I have a dictionary that holds different value and id's. The first index in the dictionary does not hold the 'id' dictionary, but the second index does The problem I am having is when I print:

return[0]['values']['id']

It returns 'id'

Because there is no such dictionary in the first index

The second index return[1]['values']['id'] The 'id' dictionary does exist so returns [{"id": "4651234", "type":"instant"}]

I'm trying to create a list of only the id values that exist, how do I get it to skip the all the indexes where the 'id' dictionary does not exist? Rather than stop the program and print the string 'id'.

CodePudding user response：

You can just loop and use a if statement to check if the id exists or not :

id_list = []
for key in return:
    if return[key]['values']['id'] != 'id':
        id_list.append(return[key]['values']['id'])
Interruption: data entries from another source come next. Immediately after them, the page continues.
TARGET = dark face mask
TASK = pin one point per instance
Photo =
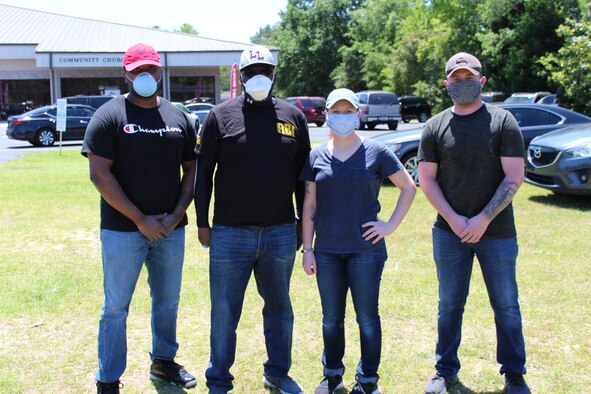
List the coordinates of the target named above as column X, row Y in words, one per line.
column 464, row 92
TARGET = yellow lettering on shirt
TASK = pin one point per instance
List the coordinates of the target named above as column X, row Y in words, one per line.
column 286, row 129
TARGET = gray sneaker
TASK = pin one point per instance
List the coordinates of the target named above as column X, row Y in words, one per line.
column 515, row 384
column 439, row 384
column 283, row 384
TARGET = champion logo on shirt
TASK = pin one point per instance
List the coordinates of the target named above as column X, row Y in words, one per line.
column 134, row 128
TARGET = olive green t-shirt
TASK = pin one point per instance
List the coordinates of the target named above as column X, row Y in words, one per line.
column 468, row 150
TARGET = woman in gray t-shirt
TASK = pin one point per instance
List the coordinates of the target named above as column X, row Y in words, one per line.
column 343, row 178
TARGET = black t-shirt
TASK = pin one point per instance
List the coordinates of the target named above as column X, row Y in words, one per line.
column 259, row 150
column 147, row 146
column 468, row 152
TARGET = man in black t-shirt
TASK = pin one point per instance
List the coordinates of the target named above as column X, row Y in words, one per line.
column 471, row 165
column 259, row 145
column 136, row 145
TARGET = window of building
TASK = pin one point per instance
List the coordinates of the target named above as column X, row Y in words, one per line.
column 93, row 86
column 26, row 93
column 199, row 89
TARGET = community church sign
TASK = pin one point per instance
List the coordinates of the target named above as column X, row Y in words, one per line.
column 74, row 60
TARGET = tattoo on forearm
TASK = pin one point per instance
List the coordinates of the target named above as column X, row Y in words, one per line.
column 503, row 196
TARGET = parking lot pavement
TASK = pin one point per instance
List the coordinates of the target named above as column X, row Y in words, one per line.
column 11, row 149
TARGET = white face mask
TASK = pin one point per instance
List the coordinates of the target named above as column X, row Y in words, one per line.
column 258, row 87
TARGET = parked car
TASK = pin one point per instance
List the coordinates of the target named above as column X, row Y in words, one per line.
column 39, row 125
column 200, row 109
column 561, row 160
column 379, row 107
column 312, row 107
column 494, row 97
column 533, row 120
column 92, row 101
column 523, row 98
column 14, row 109
column 412, row 107
column 192, row 117
column 551, row 99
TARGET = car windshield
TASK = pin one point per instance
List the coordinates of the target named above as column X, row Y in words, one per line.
column 313, row 103
column 520, row 99
column 182, row 108
column 383, row 99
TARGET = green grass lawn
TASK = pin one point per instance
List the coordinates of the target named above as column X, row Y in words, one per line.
column 51, row 285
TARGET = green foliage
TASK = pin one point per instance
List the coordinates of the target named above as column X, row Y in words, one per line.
column 569, row 68
column 310, row 35
column 264, row 36
column 518, row 34
column 403, row 45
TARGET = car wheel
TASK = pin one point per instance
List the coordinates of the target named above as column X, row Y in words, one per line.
column 45, row 137
column 410, row 163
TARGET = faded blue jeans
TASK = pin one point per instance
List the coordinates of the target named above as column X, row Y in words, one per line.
column 124, row 255
column 497, row 258
column 362, row 273
column 237, row 251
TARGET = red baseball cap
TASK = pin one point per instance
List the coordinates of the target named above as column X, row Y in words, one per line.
column 140, row 54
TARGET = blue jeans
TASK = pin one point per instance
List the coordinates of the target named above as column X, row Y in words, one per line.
column 124, row 254
column 497, row 258
column 237, row 251
column 362, row 273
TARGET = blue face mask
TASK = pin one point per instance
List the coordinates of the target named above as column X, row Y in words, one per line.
column 464, row 92
column 342, row 124
column 145, row 85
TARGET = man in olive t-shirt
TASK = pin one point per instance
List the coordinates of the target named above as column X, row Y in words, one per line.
column 471, row 165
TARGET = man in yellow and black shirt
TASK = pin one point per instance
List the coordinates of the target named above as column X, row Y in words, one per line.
column 259, row 144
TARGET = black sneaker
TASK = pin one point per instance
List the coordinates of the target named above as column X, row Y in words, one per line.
column 171, row 372
column 365, row 388
column 515, row 384
column 439, row 384
column 330, row 385
column 108, row 388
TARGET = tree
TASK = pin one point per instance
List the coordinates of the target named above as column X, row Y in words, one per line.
column 264, row 35
column 187, row 28
column 569, row 67
column 309, row 36
column 516, row 35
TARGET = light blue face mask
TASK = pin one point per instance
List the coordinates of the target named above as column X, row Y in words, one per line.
column 145, row 85
column 342, row 124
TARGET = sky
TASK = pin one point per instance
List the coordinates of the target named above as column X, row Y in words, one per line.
column 231, row 20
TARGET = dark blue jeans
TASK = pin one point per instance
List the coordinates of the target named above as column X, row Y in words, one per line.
column 362, row 273
column 235, row 253
column 497, row 258
column 124, row 255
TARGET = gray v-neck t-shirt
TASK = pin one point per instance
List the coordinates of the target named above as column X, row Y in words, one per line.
column 347, row 194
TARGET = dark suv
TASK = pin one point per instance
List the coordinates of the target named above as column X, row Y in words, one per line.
column 412, row 107
column 312, row 107
column 92, row 101
column 378, row 107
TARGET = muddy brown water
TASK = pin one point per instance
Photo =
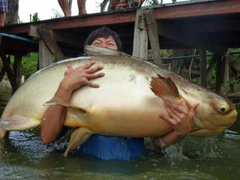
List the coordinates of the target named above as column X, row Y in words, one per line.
column 23, row 155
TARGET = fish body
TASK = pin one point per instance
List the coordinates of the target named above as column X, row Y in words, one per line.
column 125, row 104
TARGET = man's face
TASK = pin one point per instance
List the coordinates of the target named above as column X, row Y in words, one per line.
column 108, row 42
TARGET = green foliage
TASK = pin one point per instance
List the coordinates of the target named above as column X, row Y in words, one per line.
column 35, row 18
column 29, row 65
column 56, row 14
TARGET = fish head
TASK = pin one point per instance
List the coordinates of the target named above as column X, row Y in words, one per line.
column 214, row 115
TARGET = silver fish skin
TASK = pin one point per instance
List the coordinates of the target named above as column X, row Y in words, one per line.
column 124, row 105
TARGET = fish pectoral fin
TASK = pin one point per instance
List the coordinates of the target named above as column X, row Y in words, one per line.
column 71, row 108
column 164, row 88
column 18, row 122
column 78, row 137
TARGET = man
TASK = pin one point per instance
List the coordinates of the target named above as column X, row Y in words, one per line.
column 66, row 10
column 108, row 147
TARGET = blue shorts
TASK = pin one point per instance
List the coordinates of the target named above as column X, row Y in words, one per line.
column 3, row 5
column 112, row 148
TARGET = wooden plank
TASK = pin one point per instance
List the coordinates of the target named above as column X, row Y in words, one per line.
column 17, row 68
column 202, row 53
column 222, row 71
column 67, row 38
column 153, row 36
column 140, row 40
column 8, row 70
column 50, row 42
column 45, row 55
column 168, row 30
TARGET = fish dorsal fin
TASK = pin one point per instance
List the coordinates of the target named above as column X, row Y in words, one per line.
column 71, row 108
column 164, row 88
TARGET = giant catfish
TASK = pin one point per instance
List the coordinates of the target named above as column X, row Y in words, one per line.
column 128, row 102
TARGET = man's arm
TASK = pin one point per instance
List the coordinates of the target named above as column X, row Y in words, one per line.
column 54, row 117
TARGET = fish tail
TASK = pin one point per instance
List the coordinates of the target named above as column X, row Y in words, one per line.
column 3, row 133
column 164, row 88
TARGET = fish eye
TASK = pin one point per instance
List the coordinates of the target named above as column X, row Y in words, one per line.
column 222, row 108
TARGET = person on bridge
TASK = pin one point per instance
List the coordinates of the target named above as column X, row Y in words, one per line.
column 66, row 9
column 100, row 146
column 3, row 11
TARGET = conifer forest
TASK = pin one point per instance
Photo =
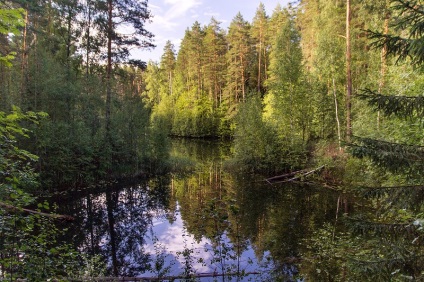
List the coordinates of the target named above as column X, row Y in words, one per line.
column 286, row 147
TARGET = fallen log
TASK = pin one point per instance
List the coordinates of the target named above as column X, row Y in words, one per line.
column 163, row 278
column 50, row 215
column 298, row 175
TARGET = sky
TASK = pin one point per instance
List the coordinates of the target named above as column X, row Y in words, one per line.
column 171, row 18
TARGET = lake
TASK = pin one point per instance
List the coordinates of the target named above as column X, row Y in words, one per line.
column 204, row 221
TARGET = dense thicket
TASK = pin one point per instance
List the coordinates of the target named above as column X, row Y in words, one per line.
column 320, row 71
column 72, row 61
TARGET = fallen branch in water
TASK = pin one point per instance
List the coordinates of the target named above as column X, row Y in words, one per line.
column 51, row 215
column 299, row 174
column 163, row 278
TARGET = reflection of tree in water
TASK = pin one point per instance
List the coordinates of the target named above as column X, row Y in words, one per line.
column 274, row 219
column 114, row 223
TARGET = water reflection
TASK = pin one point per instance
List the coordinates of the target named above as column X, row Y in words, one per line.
column 207, row 221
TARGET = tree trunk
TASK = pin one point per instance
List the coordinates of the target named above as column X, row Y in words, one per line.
column 109, row 69
column 383, row 65
column 337, row 115
column 24, row 62
column 348, row 74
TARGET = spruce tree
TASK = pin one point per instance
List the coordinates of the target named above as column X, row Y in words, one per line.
column 395, row 221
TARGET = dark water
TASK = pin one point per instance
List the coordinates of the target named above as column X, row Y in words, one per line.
column 206, row 220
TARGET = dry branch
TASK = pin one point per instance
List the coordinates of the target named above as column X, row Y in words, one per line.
column 51, row 215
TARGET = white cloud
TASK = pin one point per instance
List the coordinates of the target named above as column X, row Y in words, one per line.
column 180, row 7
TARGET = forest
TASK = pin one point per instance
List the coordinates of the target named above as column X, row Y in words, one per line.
column 318, row 83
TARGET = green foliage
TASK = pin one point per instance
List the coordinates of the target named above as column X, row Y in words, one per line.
column 256, row 145
column 11, row 20
column 29, row 246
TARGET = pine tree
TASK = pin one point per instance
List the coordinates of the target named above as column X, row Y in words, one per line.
column 260, row 38
column 215, row 61
column 396, row 224
column 238, row 58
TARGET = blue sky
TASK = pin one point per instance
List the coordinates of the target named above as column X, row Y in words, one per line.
column 172, row 17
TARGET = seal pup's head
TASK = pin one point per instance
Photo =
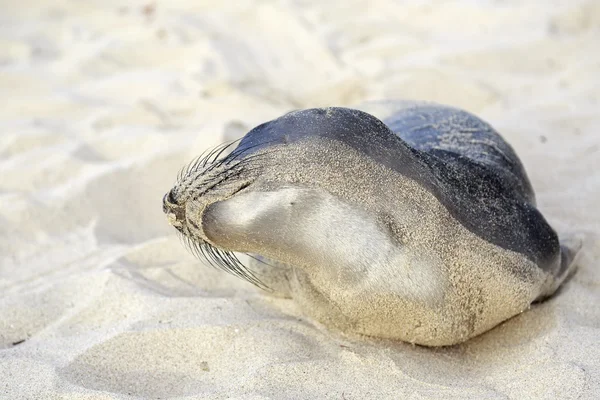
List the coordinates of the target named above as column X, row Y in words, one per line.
column 208, row 179
column 312, row 188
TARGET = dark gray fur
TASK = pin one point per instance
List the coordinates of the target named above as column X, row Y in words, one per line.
column 456, row 156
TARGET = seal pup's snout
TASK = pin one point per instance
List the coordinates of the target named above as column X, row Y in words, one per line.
column 175, row 212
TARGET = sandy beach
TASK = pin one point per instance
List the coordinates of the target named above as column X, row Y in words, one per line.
column 104, row 102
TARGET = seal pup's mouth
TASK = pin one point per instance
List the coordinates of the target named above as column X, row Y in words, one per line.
column 208, row 179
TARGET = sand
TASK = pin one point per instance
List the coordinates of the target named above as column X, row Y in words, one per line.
column 103, row 103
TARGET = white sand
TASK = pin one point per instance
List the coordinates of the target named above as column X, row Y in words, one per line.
column 103, row 103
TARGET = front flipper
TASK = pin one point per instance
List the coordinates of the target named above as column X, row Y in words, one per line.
column 274, row 274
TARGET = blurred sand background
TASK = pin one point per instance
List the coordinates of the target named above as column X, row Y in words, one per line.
column 103, row 102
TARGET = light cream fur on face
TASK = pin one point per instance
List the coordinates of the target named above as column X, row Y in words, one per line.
column 368, row 250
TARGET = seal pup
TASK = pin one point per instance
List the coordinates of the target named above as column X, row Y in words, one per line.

(Btw you should avoid naming your variables with name like return or any other keyword that can have a signification for the language)

CodePudding user response：

you can if the returned value it is a list or a string

if isinstance(return[0]['values']['id'],list):
   #process the data
elif isinstance(return[0]['values']['id'],str):
   #do nothing

Having said that, a couple of recommendations: I assume that you wrote it as an example but, just in case, is not possible to have "return" as the name of the variable since it is a reserved word.

Another point is that if the same call returns different things (i.e. the first returns a str, the second a list with a dictionary in it, etc), it may be an indication that the data needs some cleaning before trying to access it. Otherwise you may end up with nasty results and you won't know where they are coming from.